Are you planning to buy a house? Is your house a bit older? Then you are going to thank us for today’s discussion because here we are about to discuss the most common problem that the walls of a house might have.
Yes, we are talking about the Rising Damp Problem that occurs when the brick foundation of a building absorbs water. As an outcome, the walls of your house get damaged. Now we will analyze the root causes of it and the ways of Dealing with the Rising Damp. So, let’s dive in!
What is Rising Damp in Simple Words?
Some damps damage the walls. Rising damp is one of these types of damps. According to rising damp experts, capillary action is the reason behind this. Sometimes the moisture of the base ground comes up via capillary action and affects the walls. The narrow and small tubes of the bricks suck the salty groundwater just like a bundle of tiny straws.
The walls of a building generally comprise timber and plasterworks. These materials consist of joists, skirtings, and boards. They absorb the groundwater and make the rot of the timbers wet.
The internal walls of a house become weak because of those Rising Damp External Walls. You will understand your walls are affected first when the wallpaper loosens and the paint and plaster decay. You will notice a stain on the surface when the wall has Rising Damp Problem. Sometimes salt blooms on the outer layer of a wall along with visible tide marks.
What are the common signs of Rising damp problems?
There are a few characteristics of rising damps that your walls have when these are affected. Consult immediately with your nearby damp treatment companies when you see any of those signs on your wall:
- Wet or damp patches on your wall
- Plaster consists of salt
- Bubbling and flaky wall plasters
- Musty or damp smell
- Crumbling bricks
- Morter between two bricks
- Visible tide marks
- Peeling paint
- Steel fastener
- Rotting floor and skirting board
- Black mold
- Rusting irons
Why Does Rising Damp Happen?
Building constructors generally install barriers at the base of a house to resist the groundwater from traveling up. They use a DPC as known as a damp proof course to establish the resistance. Those DPCs need to be water-resistant and non-absorbant. Manufactures use plastic, slate and bitumen to make the DPC non-absorbant.
Rising Damp External Walls occurs when a DPC fails to work.
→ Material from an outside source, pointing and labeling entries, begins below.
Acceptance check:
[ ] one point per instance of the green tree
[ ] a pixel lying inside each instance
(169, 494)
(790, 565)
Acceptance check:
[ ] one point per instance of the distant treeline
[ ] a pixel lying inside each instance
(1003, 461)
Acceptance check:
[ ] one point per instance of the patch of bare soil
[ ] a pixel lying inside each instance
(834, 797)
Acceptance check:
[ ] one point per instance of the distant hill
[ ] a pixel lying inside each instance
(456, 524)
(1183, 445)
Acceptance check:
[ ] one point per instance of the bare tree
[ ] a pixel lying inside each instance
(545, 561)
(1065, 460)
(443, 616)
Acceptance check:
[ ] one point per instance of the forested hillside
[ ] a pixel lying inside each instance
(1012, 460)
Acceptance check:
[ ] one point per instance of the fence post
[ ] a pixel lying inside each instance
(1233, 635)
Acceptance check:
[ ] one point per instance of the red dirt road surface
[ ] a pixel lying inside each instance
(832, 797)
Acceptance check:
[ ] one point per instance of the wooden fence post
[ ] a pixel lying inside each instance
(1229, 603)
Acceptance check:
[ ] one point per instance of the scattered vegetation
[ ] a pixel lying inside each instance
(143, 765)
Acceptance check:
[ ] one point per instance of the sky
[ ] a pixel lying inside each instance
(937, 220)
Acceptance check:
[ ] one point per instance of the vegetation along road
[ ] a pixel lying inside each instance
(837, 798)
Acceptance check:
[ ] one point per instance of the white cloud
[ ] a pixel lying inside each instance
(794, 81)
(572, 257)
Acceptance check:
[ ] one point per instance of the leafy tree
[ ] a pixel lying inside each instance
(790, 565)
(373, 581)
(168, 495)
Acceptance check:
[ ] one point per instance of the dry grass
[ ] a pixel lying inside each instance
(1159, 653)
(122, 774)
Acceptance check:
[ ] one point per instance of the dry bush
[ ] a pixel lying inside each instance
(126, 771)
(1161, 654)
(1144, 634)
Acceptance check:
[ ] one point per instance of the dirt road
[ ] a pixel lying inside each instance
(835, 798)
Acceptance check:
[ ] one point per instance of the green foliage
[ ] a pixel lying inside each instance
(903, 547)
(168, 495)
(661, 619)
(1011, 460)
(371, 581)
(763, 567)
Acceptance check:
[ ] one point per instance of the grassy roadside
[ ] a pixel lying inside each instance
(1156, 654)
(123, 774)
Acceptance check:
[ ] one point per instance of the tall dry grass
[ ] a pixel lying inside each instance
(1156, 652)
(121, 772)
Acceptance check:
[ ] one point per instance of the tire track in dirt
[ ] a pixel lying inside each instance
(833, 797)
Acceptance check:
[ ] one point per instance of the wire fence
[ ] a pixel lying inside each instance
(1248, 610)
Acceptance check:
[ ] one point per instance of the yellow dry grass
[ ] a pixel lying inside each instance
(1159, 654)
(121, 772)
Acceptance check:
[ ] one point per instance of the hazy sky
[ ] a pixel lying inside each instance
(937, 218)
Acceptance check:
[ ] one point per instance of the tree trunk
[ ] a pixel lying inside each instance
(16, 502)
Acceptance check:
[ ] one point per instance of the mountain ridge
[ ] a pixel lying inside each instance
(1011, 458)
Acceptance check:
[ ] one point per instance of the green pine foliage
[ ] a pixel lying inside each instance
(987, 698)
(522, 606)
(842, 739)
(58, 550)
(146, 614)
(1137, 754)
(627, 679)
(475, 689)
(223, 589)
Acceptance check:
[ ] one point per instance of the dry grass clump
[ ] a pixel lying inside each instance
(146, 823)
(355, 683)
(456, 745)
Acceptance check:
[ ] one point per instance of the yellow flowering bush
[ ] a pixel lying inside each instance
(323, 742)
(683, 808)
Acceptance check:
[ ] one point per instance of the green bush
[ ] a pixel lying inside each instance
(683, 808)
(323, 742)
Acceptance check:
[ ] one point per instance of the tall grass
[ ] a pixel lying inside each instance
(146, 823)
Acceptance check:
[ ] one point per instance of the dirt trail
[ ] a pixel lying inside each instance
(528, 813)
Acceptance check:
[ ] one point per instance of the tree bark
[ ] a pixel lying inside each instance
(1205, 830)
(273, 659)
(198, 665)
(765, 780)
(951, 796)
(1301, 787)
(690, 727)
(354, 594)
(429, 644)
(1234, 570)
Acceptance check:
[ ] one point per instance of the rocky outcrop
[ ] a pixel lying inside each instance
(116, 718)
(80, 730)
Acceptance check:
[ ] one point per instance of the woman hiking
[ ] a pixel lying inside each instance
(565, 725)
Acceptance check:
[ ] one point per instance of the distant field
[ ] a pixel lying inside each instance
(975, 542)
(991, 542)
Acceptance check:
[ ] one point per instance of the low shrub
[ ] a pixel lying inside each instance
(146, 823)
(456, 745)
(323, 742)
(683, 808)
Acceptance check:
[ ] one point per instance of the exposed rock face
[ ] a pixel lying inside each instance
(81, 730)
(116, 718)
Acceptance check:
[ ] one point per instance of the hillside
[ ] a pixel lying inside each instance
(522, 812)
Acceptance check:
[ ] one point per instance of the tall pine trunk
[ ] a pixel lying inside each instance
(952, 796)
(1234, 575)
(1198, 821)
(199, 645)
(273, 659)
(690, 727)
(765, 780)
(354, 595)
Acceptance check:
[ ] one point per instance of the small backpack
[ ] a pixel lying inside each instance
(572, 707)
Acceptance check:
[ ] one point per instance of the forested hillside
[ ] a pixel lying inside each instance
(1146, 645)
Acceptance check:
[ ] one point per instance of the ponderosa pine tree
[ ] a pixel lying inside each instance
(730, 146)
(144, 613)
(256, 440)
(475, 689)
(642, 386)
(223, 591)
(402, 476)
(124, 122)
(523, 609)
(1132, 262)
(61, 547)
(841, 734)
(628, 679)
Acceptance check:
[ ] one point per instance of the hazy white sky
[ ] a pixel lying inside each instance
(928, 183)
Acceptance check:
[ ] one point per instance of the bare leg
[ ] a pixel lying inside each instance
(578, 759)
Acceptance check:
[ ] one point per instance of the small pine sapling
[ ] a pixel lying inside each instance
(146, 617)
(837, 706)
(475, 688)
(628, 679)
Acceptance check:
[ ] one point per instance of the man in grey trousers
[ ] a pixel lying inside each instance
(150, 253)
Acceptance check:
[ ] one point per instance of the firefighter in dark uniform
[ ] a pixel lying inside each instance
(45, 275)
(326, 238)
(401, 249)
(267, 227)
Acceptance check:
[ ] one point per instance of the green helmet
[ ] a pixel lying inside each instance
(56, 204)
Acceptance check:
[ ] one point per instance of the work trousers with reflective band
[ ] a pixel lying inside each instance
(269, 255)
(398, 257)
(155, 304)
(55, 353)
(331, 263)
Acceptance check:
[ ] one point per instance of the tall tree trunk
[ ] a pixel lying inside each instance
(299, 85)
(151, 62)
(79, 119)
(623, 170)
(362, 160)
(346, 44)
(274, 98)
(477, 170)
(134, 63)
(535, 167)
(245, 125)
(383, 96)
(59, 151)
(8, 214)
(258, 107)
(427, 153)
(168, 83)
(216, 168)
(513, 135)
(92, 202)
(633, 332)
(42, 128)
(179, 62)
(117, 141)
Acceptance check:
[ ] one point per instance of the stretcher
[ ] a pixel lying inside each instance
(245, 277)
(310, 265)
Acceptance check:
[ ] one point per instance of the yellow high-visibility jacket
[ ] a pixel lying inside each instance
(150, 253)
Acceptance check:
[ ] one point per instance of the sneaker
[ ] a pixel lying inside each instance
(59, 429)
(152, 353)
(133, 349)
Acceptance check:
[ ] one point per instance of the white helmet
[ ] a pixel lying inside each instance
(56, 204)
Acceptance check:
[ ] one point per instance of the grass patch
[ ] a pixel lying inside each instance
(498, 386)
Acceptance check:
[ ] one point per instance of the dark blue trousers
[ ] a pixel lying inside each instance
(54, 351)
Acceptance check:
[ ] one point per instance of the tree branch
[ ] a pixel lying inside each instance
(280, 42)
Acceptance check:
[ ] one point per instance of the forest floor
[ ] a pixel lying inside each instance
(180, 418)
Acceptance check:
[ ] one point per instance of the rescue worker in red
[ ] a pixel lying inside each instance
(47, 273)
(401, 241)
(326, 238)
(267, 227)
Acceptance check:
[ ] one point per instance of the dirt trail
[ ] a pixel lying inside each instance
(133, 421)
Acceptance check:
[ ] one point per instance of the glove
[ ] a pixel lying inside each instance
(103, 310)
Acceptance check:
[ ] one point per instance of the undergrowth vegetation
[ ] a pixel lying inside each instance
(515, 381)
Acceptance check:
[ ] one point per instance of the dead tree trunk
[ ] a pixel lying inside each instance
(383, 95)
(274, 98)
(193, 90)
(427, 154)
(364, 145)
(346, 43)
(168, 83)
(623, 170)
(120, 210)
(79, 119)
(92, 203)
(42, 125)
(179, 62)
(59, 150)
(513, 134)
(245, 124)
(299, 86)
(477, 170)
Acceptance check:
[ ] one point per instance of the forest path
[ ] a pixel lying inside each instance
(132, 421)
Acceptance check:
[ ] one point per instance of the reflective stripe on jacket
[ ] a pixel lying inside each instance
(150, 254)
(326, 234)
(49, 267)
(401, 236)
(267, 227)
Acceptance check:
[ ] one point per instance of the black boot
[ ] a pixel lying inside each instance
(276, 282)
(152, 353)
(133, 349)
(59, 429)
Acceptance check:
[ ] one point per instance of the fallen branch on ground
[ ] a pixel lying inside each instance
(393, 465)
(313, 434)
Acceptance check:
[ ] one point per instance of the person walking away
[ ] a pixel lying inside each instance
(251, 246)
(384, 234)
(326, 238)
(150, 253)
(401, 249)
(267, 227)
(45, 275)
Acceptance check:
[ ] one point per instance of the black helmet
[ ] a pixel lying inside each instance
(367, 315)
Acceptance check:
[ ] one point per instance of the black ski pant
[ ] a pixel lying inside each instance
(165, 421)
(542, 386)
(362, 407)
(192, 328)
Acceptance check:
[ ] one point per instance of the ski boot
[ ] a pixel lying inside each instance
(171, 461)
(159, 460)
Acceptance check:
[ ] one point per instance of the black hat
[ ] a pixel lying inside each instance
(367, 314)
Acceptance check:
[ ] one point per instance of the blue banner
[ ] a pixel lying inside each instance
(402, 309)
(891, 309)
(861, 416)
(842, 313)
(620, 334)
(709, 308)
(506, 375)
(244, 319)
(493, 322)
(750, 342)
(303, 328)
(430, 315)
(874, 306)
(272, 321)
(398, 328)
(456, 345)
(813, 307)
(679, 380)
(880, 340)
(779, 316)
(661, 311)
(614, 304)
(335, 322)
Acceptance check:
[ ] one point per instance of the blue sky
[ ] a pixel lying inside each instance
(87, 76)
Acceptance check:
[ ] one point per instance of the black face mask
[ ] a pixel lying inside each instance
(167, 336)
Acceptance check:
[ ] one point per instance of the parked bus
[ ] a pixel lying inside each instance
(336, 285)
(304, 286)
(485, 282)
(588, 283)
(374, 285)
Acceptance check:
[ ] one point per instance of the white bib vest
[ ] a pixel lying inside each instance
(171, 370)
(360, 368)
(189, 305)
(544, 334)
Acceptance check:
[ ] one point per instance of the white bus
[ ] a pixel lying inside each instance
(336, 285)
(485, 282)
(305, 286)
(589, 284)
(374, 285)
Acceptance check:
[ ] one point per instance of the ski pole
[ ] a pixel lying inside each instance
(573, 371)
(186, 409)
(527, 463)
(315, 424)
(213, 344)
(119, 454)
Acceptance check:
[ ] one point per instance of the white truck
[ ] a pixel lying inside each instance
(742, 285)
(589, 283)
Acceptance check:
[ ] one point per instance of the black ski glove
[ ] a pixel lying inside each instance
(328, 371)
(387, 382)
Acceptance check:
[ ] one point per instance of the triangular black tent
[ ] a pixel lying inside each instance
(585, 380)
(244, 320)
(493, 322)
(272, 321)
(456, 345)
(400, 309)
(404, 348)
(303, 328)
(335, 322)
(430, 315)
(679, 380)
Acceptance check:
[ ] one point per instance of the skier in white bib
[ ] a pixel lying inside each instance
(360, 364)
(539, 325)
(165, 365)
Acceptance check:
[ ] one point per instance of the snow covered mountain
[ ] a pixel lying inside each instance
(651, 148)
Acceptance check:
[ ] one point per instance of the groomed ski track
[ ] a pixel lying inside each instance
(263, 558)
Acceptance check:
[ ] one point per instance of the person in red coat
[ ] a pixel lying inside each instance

As time passes by, the DPC loses its capacity to resist water. From time to time the DPC starts bridging even when it remains robust. Then also rising damps appear. Check out the reasons why groundwater comes up bypassing DPC.
- Subfloor Void
- Debris in wall
- External renders
- Inside renders
- Overlapping plasters
- Solid floor
- Improper covering elements
- Abutting garden wall
- Bisecting building pattern
What are the most effective damp wall solutions?
Here we have covered the best ideas for Dealing with Rising Damp instantly. Have a look!
Clear and Drill the Damaged Wall:
Mark the discolored and wet area on the affected walls. Now wear a couple of sturdy hand gloves and be ready with a chisel and hamper. You will find many weak and loose portions of your wall plaster. Pull off those pieces. Now break the affected wall render by using the blade edge of a chisel and hammer. damp wall solutions.
Key elements to look over:
- The plaster that insulates your brick wall is called render.
- Use angle grinder when you cut through fast.
- Don’t remove the entire wall plaster if the rising damp problem damages a part of the wall.
Clean Out the Holes:
The walls of a building consist of some hole attachments. You can utilize them in a vacuum to remove the moisture and dust. Buy a DPC cream and fill the caulk gun with the entire tube. Stick the tip of the gun up to the deepest of the hole. Now trigger on the gun and fill the hole with cream.Apply the DPC cream this way into every hole of the bricks.
Keep the cream that way for one night. Eventually, the cream will melt into liquid and the bricks will absorb it. It makes the wall waterproof. The cream usually takes 12 hours to be completely set in the walls. Apply another layer of cream on the next day and keep it there for 12 hours. This is the best way of dealing with Rising Damp.
The rising damp problem is one of the most faced issues in old constructions. It happens when the foundation barriers fail to resist water or DPC deteriorates. But you can easily avoid it by using a simple trick.
Generally, constructors suggest renovating or anti-sulfur plaster when you replaster your building. But, rising damp experts prefer lime plasters for reducing future chances of rising damps. Usage of soft distemper and limewash while painting increases breathability. Implement those suggestions when you paint or plaster your house and enjoy happy living with no risk of rising damp.